There is a tendency towards staged scenes and "tableaux vivants", either on a stage with several performers, Tibetan lamas and aborigines on the occasion of the Holland Festival ("Positive Zero", 1983) or as a duo in a chosen exterior as in "Anima Mundi" on the steps at the front of a building in Bangkok or in a narrow Italian street. Other facets of their meditative Performances that work with allegorical elements and are subsumed under the title "Modus Vivendi" (1981-87) are illustrated by maintaining a tango pose in the midst of a rectangular table for the audience ("A Similar Illusion", 1981, Melbourne, AUS) or being placed in a room until the day is over ("Witnessing", 1981, Christchurch, NZ).

1988 – the year of their big China project "The Lovers – The Great Wall Walk", the hike along the Chinese Wall and their last joint work. After six years of calling at the Chinese authorities they were finally able to carry out their ninety-day walk from opposite ends at the east and west of the Wall whose mythological analogy is the dragon, until they would meet in the middle. The Performance, including reflections on the country and intended to mirror an intense encounter of two lovers, turned into a farewell walk – a second cleansing for Marina, walking as a "State of Being", a search for identity for Ulay as he was thrown back on himself – and marked the end of twelve intense years of working and living together as well as the way into a new beginning.

To Abramovic, the walk along the Wall was an emptying boat/an entering stream, a departure ("Boat Emptying/Stream Entering", "Departure", titles of her subsequent exhibitions), a putting to see, her exhibition about the China project, while in his photographs, Ulay was dealing with the filled or empty vase as an object of meditation and as an equivalent to the human body.

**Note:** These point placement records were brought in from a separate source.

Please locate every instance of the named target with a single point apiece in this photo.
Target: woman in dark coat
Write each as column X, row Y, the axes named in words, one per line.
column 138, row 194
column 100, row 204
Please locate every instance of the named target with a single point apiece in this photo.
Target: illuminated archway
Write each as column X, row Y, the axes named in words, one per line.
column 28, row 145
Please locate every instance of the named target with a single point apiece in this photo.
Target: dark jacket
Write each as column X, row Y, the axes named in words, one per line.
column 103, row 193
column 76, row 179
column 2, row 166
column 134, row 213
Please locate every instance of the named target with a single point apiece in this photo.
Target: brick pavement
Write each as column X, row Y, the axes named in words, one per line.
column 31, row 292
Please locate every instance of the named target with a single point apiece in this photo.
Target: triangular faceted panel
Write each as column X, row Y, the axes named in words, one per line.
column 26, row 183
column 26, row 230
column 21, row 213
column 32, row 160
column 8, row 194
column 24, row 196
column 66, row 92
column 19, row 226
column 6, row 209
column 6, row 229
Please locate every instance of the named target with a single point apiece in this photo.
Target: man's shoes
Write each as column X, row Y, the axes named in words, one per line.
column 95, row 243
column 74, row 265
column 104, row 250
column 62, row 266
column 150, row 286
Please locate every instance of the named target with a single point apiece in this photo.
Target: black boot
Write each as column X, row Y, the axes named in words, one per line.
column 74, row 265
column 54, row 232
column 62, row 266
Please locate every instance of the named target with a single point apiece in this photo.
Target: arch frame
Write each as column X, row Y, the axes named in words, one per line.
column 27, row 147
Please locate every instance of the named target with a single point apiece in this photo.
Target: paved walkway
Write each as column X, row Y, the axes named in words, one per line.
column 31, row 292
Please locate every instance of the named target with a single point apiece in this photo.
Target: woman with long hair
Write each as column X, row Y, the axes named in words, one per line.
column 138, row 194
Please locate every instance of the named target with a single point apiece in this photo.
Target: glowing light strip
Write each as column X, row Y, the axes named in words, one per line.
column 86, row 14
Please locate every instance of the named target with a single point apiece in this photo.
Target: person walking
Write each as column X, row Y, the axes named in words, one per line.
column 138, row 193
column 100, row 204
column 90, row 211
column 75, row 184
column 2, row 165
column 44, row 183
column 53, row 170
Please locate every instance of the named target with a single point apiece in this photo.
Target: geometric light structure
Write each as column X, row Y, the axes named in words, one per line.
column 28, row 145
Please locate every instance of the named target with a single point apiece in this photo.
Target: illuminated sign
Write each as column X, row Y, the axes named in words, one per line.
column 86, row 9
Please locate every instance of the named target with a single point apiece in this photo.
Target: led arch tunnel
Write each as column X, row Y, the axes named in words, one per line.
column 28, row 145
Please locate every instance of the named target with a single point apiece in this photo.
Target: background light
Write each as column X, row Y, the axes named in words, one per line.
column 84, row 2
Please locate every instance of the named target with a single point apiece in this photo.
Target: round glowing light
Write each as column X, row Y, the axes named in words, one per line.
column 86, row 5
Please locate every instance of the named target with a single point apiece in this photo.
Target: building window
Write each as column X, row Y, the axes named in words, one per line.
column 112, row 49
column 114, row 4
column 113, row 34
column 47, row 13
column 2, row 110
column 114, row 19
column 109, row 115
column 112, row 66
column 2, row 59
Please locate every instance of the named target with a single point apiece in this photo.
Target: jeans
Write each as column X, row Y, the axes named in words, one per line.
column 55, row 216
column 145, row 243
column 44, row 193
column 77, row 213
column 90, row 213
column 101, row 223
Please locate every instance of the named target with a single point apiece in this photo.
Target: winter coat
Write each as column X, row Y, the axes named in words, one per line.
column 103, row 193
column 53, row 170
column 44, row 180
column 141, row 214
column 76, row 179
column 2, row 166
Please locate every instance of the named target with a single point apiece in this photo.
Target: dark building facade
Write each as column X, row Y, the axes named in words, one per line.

Ulay now returned primarily to photography, to the Polaroid. In "Water for the Dead" (1990), he exposed shadows of vases with reflections of light refracted in water, creating a series of large-scale Polaroids. As with other photographs, self-portraits that show him looking at smashed shards of pottery, he is interested in the immediacy of the technique of leaving a life-sized, almost corporeal imprint of the Polaroid emulsion, virtually operating as a camera and thereby conveying a physically realistic presence. For this he worked inside the camera, writing his texts and drawing the shapes of his vases onto photographic paper with light.

In 1996, he presented his "Photogene" at the Berlin Marstall, copies of the flags of the sixteen European countries in their original size and sewn in complementary colours, which produce the colours of the flags familiar to the viewer through his technique of negative prints from colour images. The symbols of the individual countries flapping in the wind in front of the Neue Wache recall the movement as well as something of the act of admission yet the reversed colours prompt a revision of this imagery fraught with symbolism.

In his Performance "The Motion Picture" of 1997 on the occasion of his exhibition in the Yamaguchi Prefectural Museum of Art, Ulay combined his topical subject of "operating as a camera" with his early self-lacerating actions: Before the eyes of the audience, he developed a print of his body in a lift on photographic paper and carved the Japanese term for "photo" on his stomach – thus Ulay himself finds his identity in the role of the creator as well as the material/subject of his work. He lives and works in Amsterdam.